(Corrects timing of previous bond sale in fourth paragraph of story published Sept. 2.)
Sept. 2 (Bloomberg) -- Bank of America Corp. raised $3 billion in its second trip to the debt market since agreeing to pay almost $16.7 billion in fines for faulty mortgage practices that contributed to the credit crisis.
The second-biggest U.S. lender sold $2 billion of perpetual shares that it can repurchase after 10 years, according to data compiled by Bloomberg. The securities, with face values of $1,000 each, were offered at an initial fixed interest rate of 6.25 percent until 2024. The rate floats after that. The bank also sold $1 billion of perpetual preferred stock with a face value of $25 and a coupon of 6.625 percent. Those securities can be called after five years.
Bank of America issued $4.5 billion of notes in three parts last month, after agreeing to pay the harshest penalty yet related to loans that fueled the 2008 financial crisis.
The two-part sale included $3 billion of 4.2 percent 10-year subordinated notes.
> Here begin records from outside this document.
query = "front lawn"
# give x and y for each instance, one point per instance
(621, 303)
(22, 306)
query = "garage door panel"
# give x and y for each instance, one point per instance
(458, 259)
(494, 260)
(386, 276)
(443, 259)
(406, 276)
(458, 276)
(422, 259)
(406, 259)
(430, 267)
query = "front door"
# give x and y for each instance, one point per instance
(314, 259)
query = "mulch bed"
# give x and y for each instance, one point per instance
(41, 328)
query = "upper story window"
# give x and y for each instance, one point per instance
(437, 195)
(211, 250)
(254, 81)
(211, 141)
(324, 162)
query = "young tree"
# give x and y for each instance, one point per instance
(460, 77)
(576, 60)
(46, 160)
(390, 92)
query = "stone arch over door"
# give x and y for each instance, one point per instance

Those securities ended at 101.1 cents on the dollar to yield 4.06 percent on Aug. 29, according to Trace, the bond-price reporting system of the Financial Industry Regulatory Authority.
Bank of America was one of at least six lenders selling debt in the U.S. market today after the slowest August for bond sales since 2008. Wells Fargo & Co., Lloyds Bank Plc and National Australia Bank Ltd were among the others.
The biggest U.S. lender by assets is JPMorgan Chase & Co.